While some parts of Russia escaped devastation (Smolenschina, Polotsk, Novgorod), most of it did not. Kiev was in steep decline, yes, and the Severian lands were often raided by the Vladimir princes, but the two heavyweight centres of power (Galicia and all of Vladimir-in-Zalesye's regional centres) were very very thoroughly ruined.
Ryazan was never rebuilt in its old spot. Vladimir never recovered its importance. Kiev, Kursk, Novgorod-in-Severia, Chernigov etc. remained unimportant until the 18th c., 17th if we're being generous. Tver and Moscow were small and took the opportunity to overtake their rivals, but at the expense of other cities that were on the up before the Mongols.
Russian colonization beyond the Dniepr and on the Don and Donets was completely halted. Archeology confirms dozens and dozens of small towns (a couple of thousand settlers each) that were ruined and never rebuilt. In fact the Russians did not recolonize the area until they built the Great Abatis line, and then successively extended it with the Line Forts in the late 16th/early 17th c.
Besides the Russian cities in Donets basin/Severia/Kiev/Galicia/Zalesye, the Mongols also destroyed Bulgar on the Volga and all its sister cities (also heavily populated places as evidenced by the square footage of the built-up areas), halted the incipient medieval urbanism of the Volga Finns and dispersed them into the forests, and drove away all the Black Sea Cumans (who probably numbered in the hundreds of thousands but maybe short of a million) until they became merely historic minorities in Bulgaria and Hungary; reduced the historically significant Alan kingdom to just one mountain valley population among dozens in the Caucasus; and of course, also wiped out any trace of Russia's Black Hat population (centered on Torchesk and probably quite numerous around Kiev's southern borders).

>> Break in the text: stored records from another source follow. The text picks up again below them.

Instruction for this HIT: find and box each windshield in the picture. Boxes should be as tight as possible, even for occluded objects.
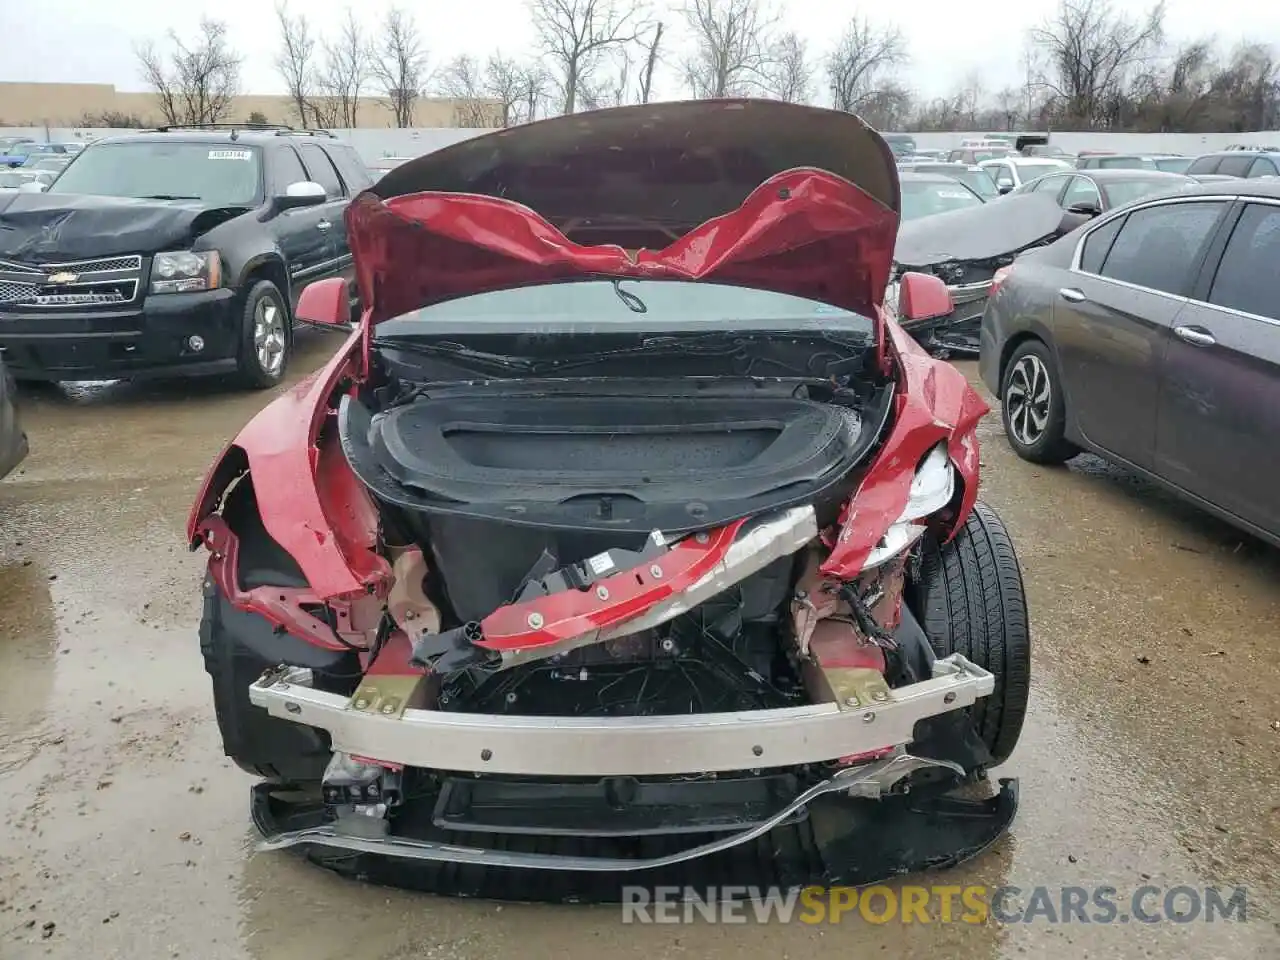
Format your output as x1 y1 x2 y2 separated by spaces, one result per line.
381 279 873 337
0 170 31 188
49 141 263 204
1102 177 1192 207
899 180 985 220
1153 156 1191 173
1094 156 1157 170
1016 161 1071 180
882 135 917 157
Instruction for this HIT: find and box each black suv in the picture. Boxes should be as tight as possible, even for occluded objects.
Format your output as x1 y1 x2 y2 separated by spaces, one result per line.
0 125 371 388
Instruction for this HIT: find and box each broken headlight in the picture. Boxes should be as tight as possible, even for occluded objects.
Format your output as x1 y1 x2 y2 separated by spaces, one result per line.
862 443 956 570
933 262 968 285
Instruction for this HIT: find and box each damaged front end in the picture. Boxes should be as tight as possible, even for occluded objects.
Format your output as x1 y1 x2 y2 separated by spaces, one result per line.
189 100 1024 899
890 192 1070 355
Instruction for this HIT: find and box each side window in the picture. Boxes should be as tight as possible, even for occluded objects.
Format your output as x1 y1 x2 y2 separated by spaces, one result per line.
1062 176 1102 209
297 143 344 199
271 146 308 194
1247 157 1278 178
1186 155 1221 175
1078 216 1125 274
1031 174 1066 198
1096 201 1226 296
1216 155 1254 178
1207 203 1280 320
326 144 373 193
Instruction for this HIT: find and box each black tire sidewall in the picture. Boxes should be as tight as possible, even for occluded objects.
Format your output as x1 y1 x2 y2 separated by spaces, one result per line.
1000 339 1073 463
236 281 290 389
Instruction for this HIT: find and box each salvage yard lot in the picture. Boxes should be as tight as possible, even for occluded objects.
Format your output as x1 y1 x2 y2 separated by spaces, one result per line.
1 336 1277 959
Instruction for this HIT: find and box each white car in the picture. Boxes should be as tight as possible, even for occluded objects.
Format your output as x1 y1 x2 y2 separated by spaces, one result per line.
979 157 1074 194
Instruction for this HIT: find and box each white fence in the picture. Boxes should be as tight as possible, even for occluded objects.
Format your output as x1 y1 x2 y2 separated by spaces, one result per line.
4 125 1280 164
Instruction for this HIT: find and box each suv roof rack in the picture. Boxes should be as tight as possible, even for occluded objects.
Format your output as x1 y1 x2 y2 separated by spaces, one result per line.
148 122 337 139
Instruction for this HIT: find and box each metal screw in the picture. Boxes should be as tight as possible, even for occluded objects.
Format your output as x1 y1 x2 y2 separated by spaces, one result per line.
527 612 544 629
694 532 709 544
862 712 876 723
660 637 676 653
752 745 763 757
354 698 369 709
872 691 889 702
596 585 610 600
380 703 396 715
649 565 663 579
285 703 301 715
480 749 493 761
404 609 417 620
505 691 518 704
943 692 956 704
845 696 860 707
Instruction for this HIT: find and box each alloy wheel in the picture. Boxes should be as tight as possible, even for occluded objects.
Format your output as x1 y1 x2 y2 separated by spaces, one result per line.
253 298 286 376
1005 354 1052 447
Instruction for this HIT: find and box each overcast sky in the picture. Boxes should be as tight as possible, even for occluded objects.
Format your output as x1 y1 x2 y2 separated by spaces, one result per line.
1 0 1275 102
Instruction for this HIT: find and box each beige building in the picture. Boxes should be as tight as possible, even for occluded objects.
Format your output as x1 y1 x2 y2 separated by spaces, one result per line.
0 81 500 128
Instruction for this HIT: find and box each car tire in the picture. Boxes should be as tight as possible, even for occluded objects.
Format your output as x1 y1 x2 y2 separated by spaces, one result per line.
910 500 1030 768
1000 339 1077 464
235 280 291 390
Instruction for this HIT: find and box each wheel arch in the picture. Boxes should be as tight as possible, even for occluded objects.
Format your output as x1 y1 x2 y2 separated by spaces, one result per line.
239 253 292 311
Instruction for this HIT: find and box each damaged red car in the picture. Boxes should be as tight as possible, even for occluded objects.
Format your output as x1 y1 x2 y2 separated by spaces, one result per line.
188 100 1030 898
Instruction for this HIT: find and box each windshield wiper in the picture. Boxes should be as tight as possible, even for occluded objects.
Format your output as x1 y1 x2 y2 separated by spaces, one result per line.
141 194 200 200
370 337 535 373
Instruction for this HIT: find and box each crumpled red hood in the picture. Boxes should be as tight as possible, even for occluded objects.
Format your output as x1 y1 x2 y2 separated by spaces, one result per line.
347 167 898 332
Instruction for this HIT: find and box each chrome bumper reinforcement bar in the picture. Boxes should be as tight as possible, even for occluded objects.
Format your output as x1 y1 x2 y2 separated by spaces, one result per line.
255 753 965 869
249 654 994 777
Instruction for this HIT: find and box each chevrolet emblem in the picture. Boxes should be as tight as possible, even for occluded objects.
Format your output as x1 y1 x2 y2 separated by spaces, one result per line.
46 271 78 284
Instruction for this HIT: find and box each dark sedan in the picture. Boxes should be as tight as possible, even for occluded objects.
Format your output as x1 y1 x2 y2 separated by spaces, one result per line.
980 179 1280 547
1013 168 1196 222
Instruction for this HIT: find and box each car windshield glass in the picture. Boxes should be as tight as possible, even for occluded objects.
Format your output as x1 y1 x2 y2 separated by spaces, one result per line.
382 279 873 337
0 170 30 188
1096 156 1156 170
1016 161 1070 179
1154 157 1191 173
48 141 262 205
1103 178 1190 207
899 180 984 220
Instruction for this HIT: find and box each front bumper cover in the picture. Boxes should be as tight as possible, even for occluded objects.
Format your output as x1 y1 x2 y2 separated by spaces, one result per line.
249 653 995 777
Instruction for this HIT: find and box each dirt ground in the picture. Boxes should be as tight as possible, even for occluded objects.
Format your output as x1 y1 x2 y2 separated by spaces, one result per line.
2 333 1277 959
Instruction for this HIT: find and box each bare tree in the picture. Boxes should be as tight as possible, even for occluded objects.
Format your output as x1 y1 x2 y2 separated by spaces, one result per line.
681 0 776 98
1030 0 1165 127
529 0 645 114
825 16 907 115
136 18 243 126
371 7 427 127
517 63 555 121
315 8 371 128
437 55 497 126
762 31 812 102
480 55 534 126
638 22 664 103
274 3 317 126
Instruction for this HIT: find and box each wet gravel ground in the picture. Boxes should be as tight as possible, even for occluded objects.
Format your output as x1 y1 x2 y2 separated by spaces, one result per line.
1 334 1277 959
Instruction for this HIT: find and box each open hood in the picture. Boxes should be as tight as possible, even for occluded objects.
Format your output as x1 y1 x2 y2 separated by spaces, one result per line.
349 99 900 333
893 193 1067 267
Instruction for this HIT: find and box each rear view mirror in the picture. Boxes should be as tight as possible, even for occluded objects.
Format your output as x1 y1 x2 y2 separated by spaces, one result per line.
897 272 954 323
275 180 326 210
295 276 354 328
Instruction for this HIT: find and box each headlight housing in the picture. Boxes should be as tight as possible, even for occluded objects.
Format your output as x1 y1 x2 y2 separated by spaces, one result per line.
862 443 956 570
150 250 221 295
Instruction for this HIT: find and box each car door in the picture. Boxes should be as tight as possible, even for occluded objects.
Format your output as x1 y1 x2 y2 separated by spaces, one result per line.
1154 200 1280 535
296 141 350 283
268 144 332 304
1053 198 1231 468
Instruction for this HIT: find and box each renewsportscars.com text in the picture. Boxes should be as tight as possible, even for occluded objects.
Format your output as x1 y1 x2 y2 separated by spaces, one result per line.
620 885 1250 925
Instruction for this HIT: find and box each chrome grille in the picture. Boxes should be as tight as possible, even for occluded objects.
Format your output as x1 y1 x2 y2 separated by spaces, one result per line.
0 254 143 308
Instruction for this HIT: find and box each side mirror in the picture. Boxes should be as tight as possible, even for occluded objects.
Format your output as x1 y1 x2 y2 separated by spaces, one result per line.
295 276 353 328
1067 201 1102 217
897 272 955 323
275 180 326 210
997 180 1015 194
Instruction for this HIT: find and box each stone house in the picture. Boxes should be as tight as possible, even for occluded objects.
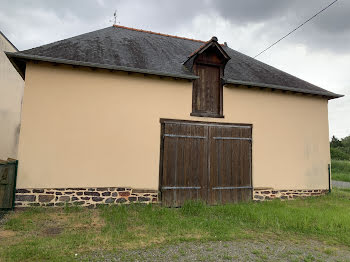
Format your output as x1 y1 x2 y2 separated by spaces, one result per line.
6 25 342 207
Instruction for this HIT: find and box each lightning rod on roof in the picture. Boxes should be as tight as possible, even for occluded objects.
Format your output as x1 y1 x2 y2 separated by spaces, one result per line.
109 10 120 25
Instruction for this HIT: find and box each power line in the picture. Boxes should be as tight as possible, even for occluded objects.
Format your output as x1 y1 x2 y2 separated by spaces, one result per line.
254 0 339 58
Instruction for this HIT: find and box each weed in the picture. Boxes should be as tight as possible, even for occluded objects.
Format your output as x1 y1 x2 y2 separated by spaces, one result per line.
181 200 206 216
252 249 262 255
323 248 336 255
221 254 233 260
1 189 350 261
332 160 350 182
303 254 316 262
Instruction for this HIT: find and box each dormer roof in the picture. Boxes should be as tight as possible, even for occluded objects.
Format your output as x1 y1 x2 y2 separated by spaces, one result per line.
183 36 230 72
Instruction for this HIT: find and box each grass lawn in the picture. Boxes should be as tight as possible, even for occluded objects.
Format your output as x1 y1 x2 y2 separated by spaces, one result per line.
0 188 350 261
332 160 350 182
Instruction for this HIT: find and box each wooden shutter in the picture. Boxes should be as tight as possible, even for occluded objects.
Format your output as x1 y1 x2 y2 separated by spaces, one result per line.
191 46 226 118
192 64 221 116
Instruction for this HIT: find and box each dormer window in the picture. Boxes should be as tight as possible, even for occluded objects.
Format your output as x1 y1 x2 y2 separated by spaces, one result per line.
185 37 230 118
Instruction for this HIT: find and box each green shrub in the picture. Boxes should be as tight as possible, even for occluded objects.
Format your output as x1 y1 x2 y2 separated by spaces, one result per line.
331 160 350 182
332 160 350 173
330 147 350 160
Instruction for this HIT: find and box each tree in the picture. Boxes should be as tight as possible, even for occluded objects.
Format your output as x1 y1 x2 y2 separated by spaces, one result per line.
341 136 350 147
341 136 350 154
330 135 342 148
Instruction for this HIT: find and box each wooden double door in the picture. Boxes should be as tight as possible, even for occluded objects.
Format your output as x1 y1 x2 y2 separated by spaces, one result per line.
159 119 252 206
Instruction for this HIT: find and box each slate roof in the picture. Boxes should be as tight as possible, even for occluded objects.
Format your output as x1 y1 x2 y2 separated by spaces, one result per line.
6 25 342 99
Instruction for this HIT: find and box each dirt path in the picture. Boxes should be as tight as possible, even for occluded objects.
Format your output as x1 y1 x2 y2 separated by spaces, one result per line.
333 180 350 189
82 239 350 262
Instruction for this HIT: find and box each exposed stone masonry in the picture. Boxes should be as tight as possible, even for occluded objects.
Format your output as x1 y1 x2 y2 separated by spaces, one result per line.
15 187 328 207
15 187 158 208
253 189 328 201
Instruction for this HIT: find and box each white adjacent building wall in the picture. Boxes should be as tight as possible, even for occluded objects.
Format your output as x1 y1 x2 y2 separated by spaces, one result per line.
0 31 23 159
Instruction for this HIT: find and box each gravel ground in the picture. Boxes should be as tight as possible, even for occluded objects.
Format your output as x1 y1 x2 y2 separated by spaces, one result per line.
333 180 350 189
80 239 350 262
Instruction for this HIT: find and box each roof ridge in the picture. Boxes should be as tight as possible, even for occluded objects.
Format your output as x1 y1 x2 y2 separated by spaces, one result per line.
113 24 207 44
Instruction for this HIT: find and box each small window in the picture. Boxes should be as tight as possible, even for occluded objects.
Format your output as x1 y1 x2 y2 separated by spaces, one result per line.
185 37 230 118
191 63 222 117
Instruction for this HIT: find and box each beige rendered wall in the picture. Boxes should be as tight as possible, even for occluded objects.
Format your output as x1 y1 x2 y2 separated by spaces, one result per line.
17 62 330 190
0 34 24 159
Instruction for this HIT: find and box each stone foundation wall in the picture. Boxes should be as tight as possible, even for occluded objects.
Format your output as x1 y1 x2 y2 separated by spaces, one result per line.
15 187 158 208
15 187 328 207
253 189 328 201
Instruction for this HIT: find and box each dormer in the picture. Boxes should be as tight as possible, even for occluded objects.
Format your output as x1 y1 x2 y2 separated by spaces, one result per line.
185 37 230 118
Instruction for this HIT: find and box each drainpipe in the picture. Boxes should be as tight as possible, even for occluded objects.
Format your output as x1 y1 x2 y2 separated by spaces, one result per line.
328 163 331 193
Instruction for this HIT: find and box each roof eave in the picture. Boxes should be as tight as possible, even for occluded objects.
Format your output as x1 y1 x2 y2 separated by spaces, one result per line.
5 53 343 100
5 52 199 81
223 78 343 100
5 52 25 79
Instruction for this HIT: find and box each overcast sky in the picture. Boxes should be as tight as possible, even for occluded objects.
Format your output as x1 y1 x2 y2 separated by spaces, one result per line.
1 0 349 138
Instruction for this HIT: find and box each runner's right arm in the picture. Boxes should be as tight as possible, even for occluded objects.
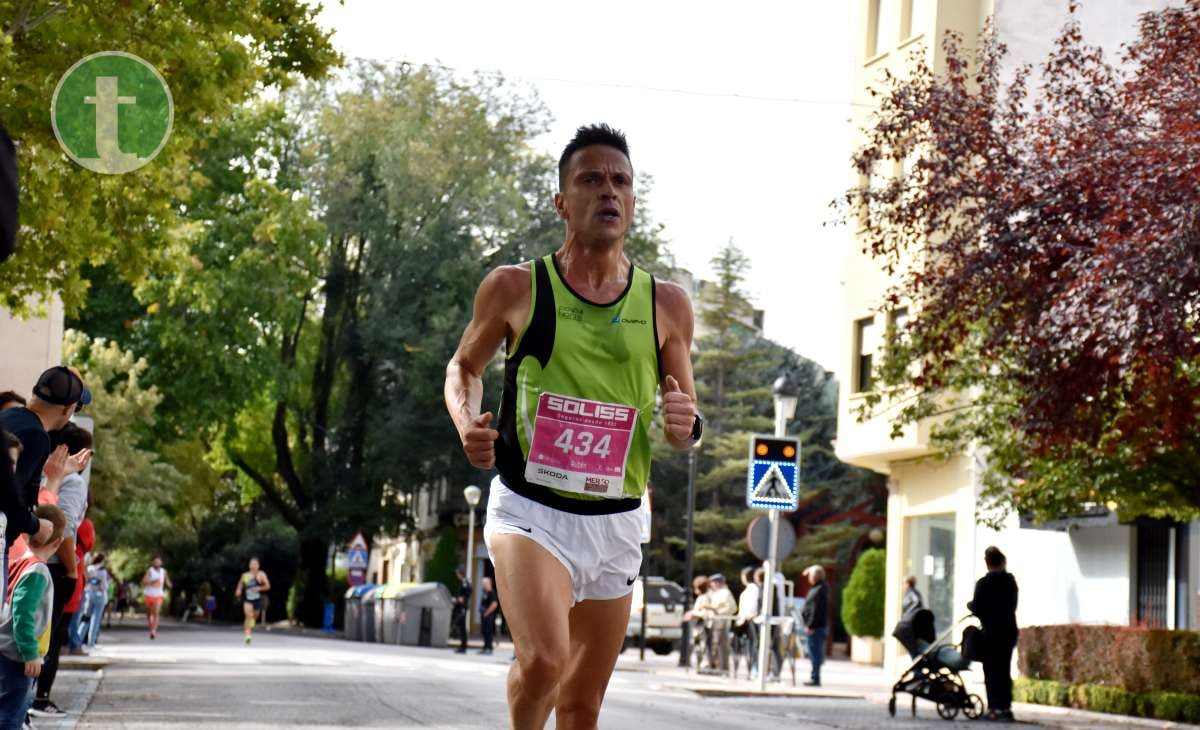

In fact, Russia-at-large and especially in the south is plunged into a bit of an information vaccuum following the invasions. There are no chronicles, no coins, no written artifacts, nothing, for a whole generation, and only modest examples for over a century later. Almost everything that we know about the period comes from the north, where the cities were either not touched, or else rebuilt quickly by refugees from the South fleeing up beyond the swamps and the protective tree line.
So while it's hard to estimate the precise death toll (simply because it's hard to estimate the actual populations too), the extent of the devastation is hard to overestimate. The Mongols changed everything.
Beyond that, there's a further complication. The Golden Horde itself soon built several major cities, centered on big waterway crossings: one in Moldavia, a few on the Dniepr, a couple on the Don and Donets, lots along the Volga. They were very very large cities and probably housed mostly non-Mongol populations ruled by Mongol and Muslim administrators. If the refugees were herded to build and settle those, maybe the death toll in Russia was a little lighter than estimated.
....of course, it didn't really matter in the end. The Great Discord in the Great Horde disrupted trade and growth only a century into the Mongol rule, and then opened the way for Timur to invade the Great Horde itself.
Every single one of those great Mongol cities on the Volga and Don were burned to the ground. You can imagine what the loss of life is like. The loss of artifacts and historical record doesn't even need any exaggeration. We have a mere handful of any text examples from the Golden Horde period. One of them is a poem fragment. That's all the legacy of a population of several million after Timur dropped by for a visit.
So: tldr; on the lands of modern Russia and Ukraine, the effects of Mongol Invasions Round 1 and Round 2, for both the Rus and their neighbours, were spectacular, devastating, and long-lasting.